“Early To Rise” – Friday Fiction by Joseph Sherry

 

            Everyday at exactly 4:16 am, I wake up.  Or rather I’m woken up, but it’s never particularly jarring.  It started not long after the accident, and I always have company until dawn.  Depending on the time of year sometimes my guest is present for a couple hours, and sometimes for only a little while, but he’s always there.  I’ve gone to bed at 2 am in a drunken stupor and 9 o clock the previous night, but I can always count on being awake at 4:16 am EST, regardless. 

             Living alone helps, as I couldn’t see a wife taking too kindly to me getting out of bed and holding palaver with a dead man early every morning.   She’d be a lot more apt to think I was a little screwball when she only heard my voice.  I would have been pretty certain that Dan’s voice would have been as real to you as it is to me, but once while visiting home, my mother asked me what on earth I was doing up at “4 o’clock in the freakin’ morning, carrying on like one of them men in the city with the cardboard signs and his eyes turned up to God.”  I explained it away as talking in my sleep, something that must come from being a “creative type” and having a fertile imagination.  She accepted my excuse with that nod and furrowed brow that only mothers have when thinking their only son has gone a little batty. 

             I suppose I could simply ignore Dan’s soft voice but it’s easier said than done. He asks questions that never fail to get your mental muscles lifting or your heart second guessing your own deeply held morals.  I always answer, and I never really mind.  In fact I don’t even feel guilty anymore; Dan has gone out of his way to make sure that I don’t.
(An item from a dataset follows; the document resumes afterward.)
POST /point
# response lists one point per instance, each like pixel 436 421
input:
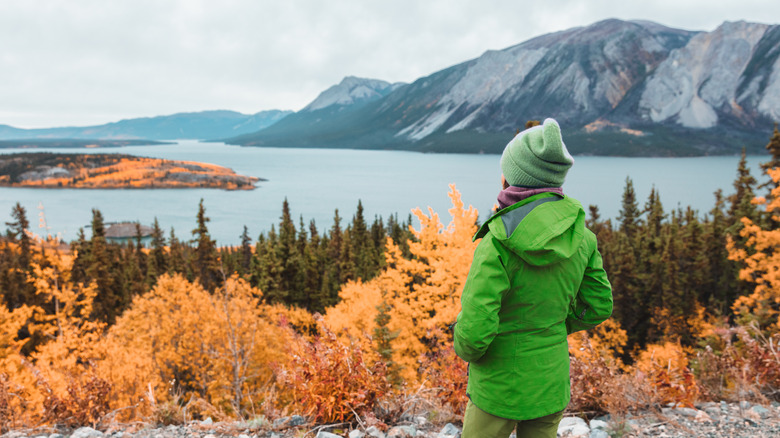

             The details of the accident aren’t as important as the aftermath, but I suppose it deserves telling nonetheless.  I had insomnia and went for a ride, a restlessness that I’m sure most young men get from time to time.  I had the windows rolled down, and I was listening to Jay and the Americans singing “This Magic Moment”.  I liked to drive at night and breathe in the cool, clean air through my rolled down window.  The only way that differentiated this ride from countless others is about 46 minutes into my ride, on a back road I saw a young man walking. I was going under the speed limit, and applied my brakes thinking it would be a close call;  that I might pull over and give the guy hell for almost getting himself hit, but fate interceded and my brakes didn’t respond.  I hit him with a sickening thud going about 42 miles an hour. If I had hit him differently he probably would have survived with nothing more than a broken leg and a keen awareness of deciding to walk in the road in the early morning.  However after pumping my brakes frantically they did respond and I slowed to a stop, got out and ran back to him.  My heart slapped against the front of my ribcage, playing the primal drum of panic, and my sneakers hitting the macadam seemed as loud as giant’s footsteps as I approached the crumpled body.  The back of his hooded sweatshirt read “Maine University” and the glossy letters on the soft fabric made it more real than his body thudding on my bumper. At first I avoided turning the body so as not to do further damage, but upon closer examination, further damage could not be done.  Spinal injuries don’t usually occur to dead college boys.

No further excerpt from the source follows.